Sub Sektor Peternakan

Sub Sektor Peternakan
Disadari atau tidak, sub sektor peternakan memiliki peranan yang strategis dalam kehidupan perekonomian dan pembangunan sumberdaya manusia Indonesia.  Peranan ini dapat dilihat dari fungsi produk peternakan sebagai penyedia protein hewani yang penting bagi pertumbuhan dan perkembangan tubuh manusia.  Oleh karenanya tidak mengherankan bila produk-produk peternakan disebut sebagai bahan ”pembangun” dalam kehidupan ini. Selain itu, secara hipotetis, peningkatan kesejahteraan masyarakat akan diikuti dengan peningkatan konsumsi produk-produk peternakan, yang dengan demikian maka turut menggerakan perekonomian pada sub sektor peternakan.  Dan, pada kenyataannya konsumsi produk peternakan (terutama daging) di Indonesia cenderung meningkat.  Konsumsi daging tahun 2000 hingga 2004 masing-masing berturut-turut adalah 1,25, 1,2, 1,29, 1,37 dan 1,36 juta ekor (Deptan, 2005).  Hal ini selaras juga dengan hasil pandangan Delgado et al. (1999) bahwa di negara-negara berkembangan terdapat kecenderungan peningkatan konsumsi produk peternakan.

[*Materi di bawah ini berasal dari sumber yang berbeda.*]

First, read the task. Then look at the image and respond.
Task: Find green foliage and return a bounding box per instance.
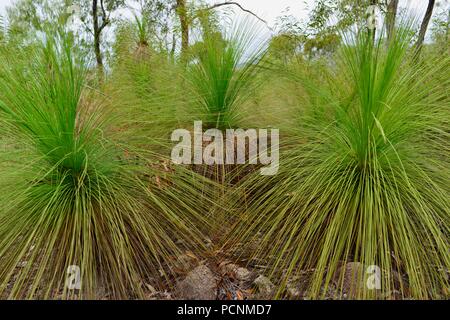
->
[227,30,450,298]
[188,20,266,129]
[0,31,211,298]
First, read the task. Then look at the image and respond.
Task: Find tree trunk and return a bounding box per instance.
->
[386,0,398,44]
[177,0,189,57]
[367,0,378,43]
[92,0,103,73]
[416,0,436,53]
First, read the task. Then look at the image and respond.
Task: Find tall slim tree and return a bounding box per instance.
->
[386,0,398,42]
[416,0,436,53]
[74,0,125,72]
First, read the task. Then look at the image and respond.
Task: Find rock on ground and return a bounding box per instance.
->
[176,265,217,300]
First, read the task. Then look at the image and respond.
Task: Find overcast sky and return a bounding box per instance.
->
[0,0,449,26]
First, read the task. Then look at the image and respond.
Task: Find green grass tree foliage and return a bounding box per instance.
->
[229,29,450,298]
[0,35,214,298]
[188,22,267,129]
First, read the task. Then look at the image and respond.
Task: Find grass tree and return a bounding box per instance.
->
[0,31,214,298]
[227,29,450,298]
[188,23,266,129]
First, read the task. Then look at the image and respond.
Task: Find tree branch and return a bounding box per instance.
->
[202,1,270,29]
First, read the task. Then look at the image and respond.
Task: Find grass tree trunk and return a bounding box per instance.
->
[386,0,398,43]
[177,0,189,59]
[416,0,436,54]
[92,0,103,73]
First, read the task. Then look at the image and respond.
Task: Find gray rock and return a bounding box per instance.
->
[176,265,217,300]
[253,275,275,299]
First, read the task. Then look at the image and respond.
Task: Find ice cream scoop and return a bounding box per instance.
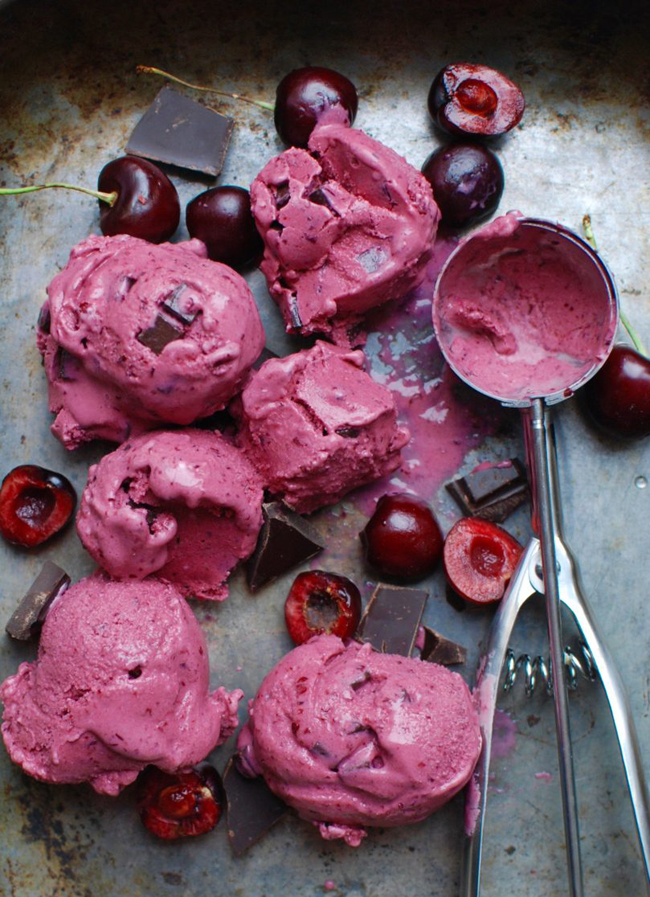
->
[433,212,618,407]
[0,575,242,794]
[238,635,481,846]
[38,235,264,448]
[251,124,440,346]
[77,429,263,601]
[231,342,409,513]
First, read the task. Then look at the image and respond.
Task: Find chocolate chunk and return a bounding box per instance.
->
[138,315,185,355]
[358,583,429,657]
[161,283,199,326]
[223,757,289,856]
[247,501,324,592]
[126,87,233,177]
[420,626,467,667]
[6,561,70,641]
[445,458,529,523]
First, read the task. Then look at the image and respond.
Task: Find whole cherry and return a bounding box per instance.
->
[443,517,523,604]
[137,763,224,841]
[274,66,358,147]
[185,187,264,268]
[284,570,361,645]
[0,464,77,548]
[422,143,504,227]
[581,345,650,439]
[427,62,526,137]
[0,156,181,243]
[360,495,443,582]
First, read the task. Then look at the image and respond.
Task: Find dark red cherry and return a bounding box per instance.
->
[360,495,443,582]
[422,143,504,227]
[185,187,264,268]
[443,517,523,604]
[428,62,526,137]
[137,763,224,841]
[284,570,361,645]
[97,156,181,243]
[274,66,358,147]
[581,346,650,439]
[0,464,77,548]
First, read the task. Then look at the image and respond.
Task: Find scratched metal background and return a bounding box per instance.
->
[0,0,650,897]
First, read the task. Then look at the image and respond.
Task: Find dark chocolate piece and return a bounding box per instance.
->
[445,458,529,523]
[358,583,429,657]
[247,501,324,592]
[161,283,199,326]
[420,626,467,667]
[126,86,233,177]
[223,757,289,856]
[6,561,70,641]
[138,315,185,355]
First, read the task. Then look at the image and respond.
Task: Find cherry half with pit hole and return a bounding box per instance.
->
[137,763,225,841]
[284,570,361,645]
[442,517,523,604]
[0,464,77,548]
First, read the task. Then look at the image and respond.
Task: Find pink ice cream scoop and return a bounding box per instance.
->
[38,235,264,448]
[232,342,409,513]
[77,430,263,601]
[238,635,481,847]
[251,124,440,346]
[0,575,243,794]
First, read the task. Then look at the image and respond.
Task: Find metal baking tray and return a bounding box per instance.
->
[0,0,650,897]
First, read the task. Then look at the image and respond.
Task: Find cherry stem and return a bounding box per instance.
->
[582,215,648,358]
[0,184,117,206]
[135,65,275,112]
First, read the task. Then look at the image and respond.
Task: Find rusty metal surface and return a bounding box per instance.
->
[0,0,650,897]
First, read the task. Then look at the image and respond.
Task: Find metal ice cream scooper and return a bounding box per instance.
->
[433,213,650,897]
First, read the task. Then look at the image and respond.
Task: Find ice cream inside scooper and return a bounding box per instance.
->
[433,213,616,404]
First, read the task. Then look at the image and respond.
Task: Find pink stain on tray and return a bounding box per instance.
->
[492,708,517,759]
[351,231,504,515]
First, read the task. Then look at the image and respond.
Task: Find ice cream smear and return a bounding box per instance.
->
[77,429,263,600]
[37,235,264,448]
[433,212,617,404]
[238,635,481,846]
[0,575,243,794]
[251,124,440,346]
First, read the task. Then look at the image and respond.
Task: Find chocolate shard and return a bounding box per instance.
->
[161,283,199,326]
[420,626,467,667]
[358,583,429,657]
[445,458,530,523]
[137,315,185,355]
[5,561,70,641]
[126,86,233,177]
[246,501,324,592]
[223,757,289,856]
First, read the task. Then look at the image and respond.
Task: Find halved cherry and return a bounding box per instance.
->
[137,763,224,841]
[0,464,77,548]
[442,517,523,604]
[284,570,361,645]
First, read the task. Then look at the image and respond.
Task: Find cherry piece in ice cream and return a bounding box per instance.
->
[0,464,77,548]
[422,143,504,227]
[443,517,523,604]
[360,495,443,582]
[582,346,650,439]
[185,187,264,269]
[428,62,526,137]
[97,156,181,243]
[284,570,361,645]
[138,763,224,840]
[275,66,358,147]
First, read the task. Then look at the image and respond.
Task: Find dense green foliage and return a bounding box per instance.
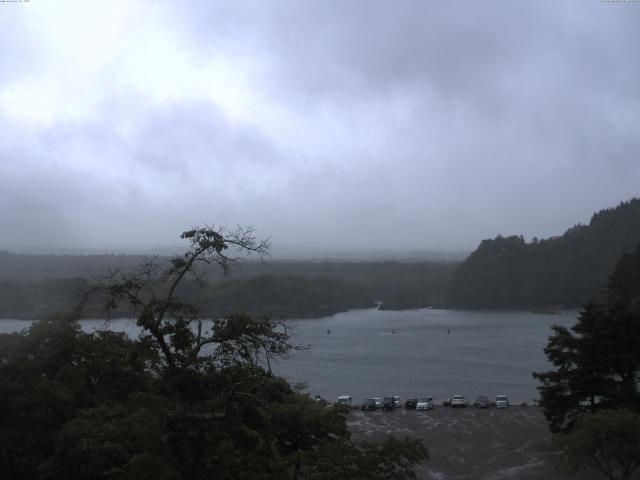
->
[555,410,640,480]
[534,247,640,432]
[450,198,640,308]
[0,227,428,480]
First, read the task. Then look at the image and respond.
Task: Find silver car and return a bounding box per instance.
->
[496,395,509,408]
[451,395,467,408]
[416,397,433,410]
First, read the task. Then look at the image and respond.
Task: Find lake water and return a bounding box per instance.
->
[0,309,577,403]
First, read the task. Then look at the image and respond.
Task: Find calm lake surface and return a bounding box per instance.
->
[0,309,578,403]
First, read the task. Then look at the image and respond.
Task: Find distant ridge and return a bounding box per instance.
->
[449,198,640,308]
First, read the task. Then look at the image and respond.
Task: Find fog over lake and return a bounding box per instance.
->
[0,309,577,403]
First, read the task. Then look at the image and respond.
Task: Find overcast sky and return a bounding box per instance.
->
[0,0,640,250]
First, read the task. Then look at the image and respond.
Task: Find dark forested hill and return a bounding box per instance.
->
[450,198,640,308]
[0,252,457,319]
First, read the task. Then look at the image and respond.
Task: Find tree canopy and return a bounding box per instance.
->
[0,227,428,480]
[534,247,640,432]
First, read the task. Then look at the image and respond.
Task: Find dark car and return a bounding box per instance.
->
[360,398,377,410]
[404,398,418,410]
[382,397,396,411]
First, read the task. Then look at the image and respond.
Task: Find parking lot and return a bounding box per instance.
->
[349,405,602,480]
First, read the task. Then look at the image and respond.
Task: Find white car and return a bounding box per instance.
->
[496,395,509,408]
[416,397,433,410]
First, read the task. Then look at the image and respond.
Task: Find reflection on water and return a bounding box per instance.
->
[0,309,577,402]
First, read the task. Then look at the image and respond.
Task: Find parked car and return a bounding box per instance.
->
[451,395,467,407]
[382,397,396,411]
[496,395,509,408]
[416,397,433,410]
[404,398,418,410]
[360,398,378,410]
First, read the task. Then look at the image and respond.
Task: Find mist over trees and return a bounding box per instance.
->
[450,198,640,308]
[0,227,428,480]
[533,245,640,480]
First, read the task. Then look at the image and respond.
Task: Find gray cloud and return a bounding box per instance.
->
[0,0,640,253]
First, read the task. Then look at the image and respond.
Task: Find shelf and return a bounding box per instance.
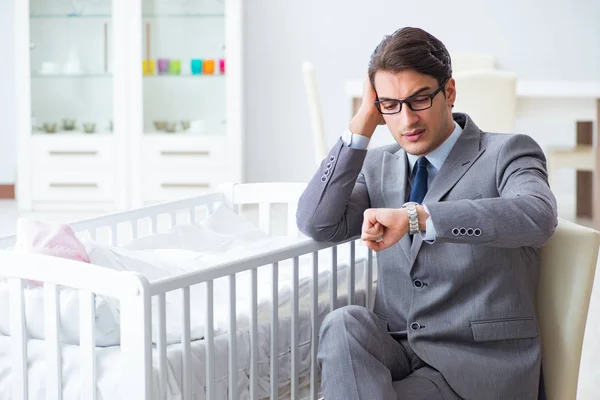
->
[31,72,112,79]
[143,74,227,79]
[29,14,112,19]
[29,13,225,19]
[142,13,225,18]
[144,131,226,138]
[31,130,113,137]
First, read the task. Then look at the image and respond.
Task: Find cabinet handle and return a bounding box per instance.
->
[48,150,98,156]
[160,182,210,189]
[160,150,210,157]
[49,182,98,189]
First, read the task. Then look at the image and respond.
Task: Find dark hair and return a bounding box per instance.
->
[369,27,452,87]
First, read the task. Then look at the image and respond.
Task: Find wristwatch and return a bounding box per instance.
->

Pembangunan peternakan pada dasarnya urgen untuk dilakukan karena sub sektor ini memiliki peranan yang strategis bagi bangsa Indonesia. Peranan strategis ini setidaknya dapat dilihat pada 4 (empat) hal.  Pertama, sub sektor ini diharapkan memperbaiki/meningkatkan konsumsi dan distribusi gizi (baca: protein) hewani. Kedua, untuk meningkatkan pendapatan petani/peternak yang pada gilirannya dapat meningkatkan kesejahteraan keluarga petani dan masyarakat.  Ketiga, sebagai efek pengganda (multiplier effect) dari peningkatan nilai dan volume serta nilai tambah, yaitu dalam bentuk kontribusi terhadap Pendapatan Asli Daerah (PAD) ataupun pajak untuk negara. Dan yang keempat, bahwa menurut Delgado et. al. (1999) dewasa ini secara global sedang terjadi peningkatan konsumsi produk-produk peternakan yang justru terjadi di negara-negara sedang berkembang dimana peningkatan ini tidak diimbangi dengan produksi yang memadai sehingga impor merupakan salah satu cara memenuhi kebutuhan tersebut.

Seiring dengan adanya otonomi daerah maka pembangunan di masing-masing daerah harus didasarkan pada kondisi riil dan spesifik daerahnya masing-masing.  Berdasarkan pada Ditjennak (2002) tentang kawasan peternakan yaitu kawasan yang secara khusus diperuntukkan bagi kegiatan peternakan atau secara terpadu sebagai komponen usahatani lainnya (misalnya yang berbasis tanaman pangan, perkebunan, hortikultura atau perikanan) dan atau secara terpadu sebagai komponen ekosistem tertentu (seperti hutan lindung dan suaka alam).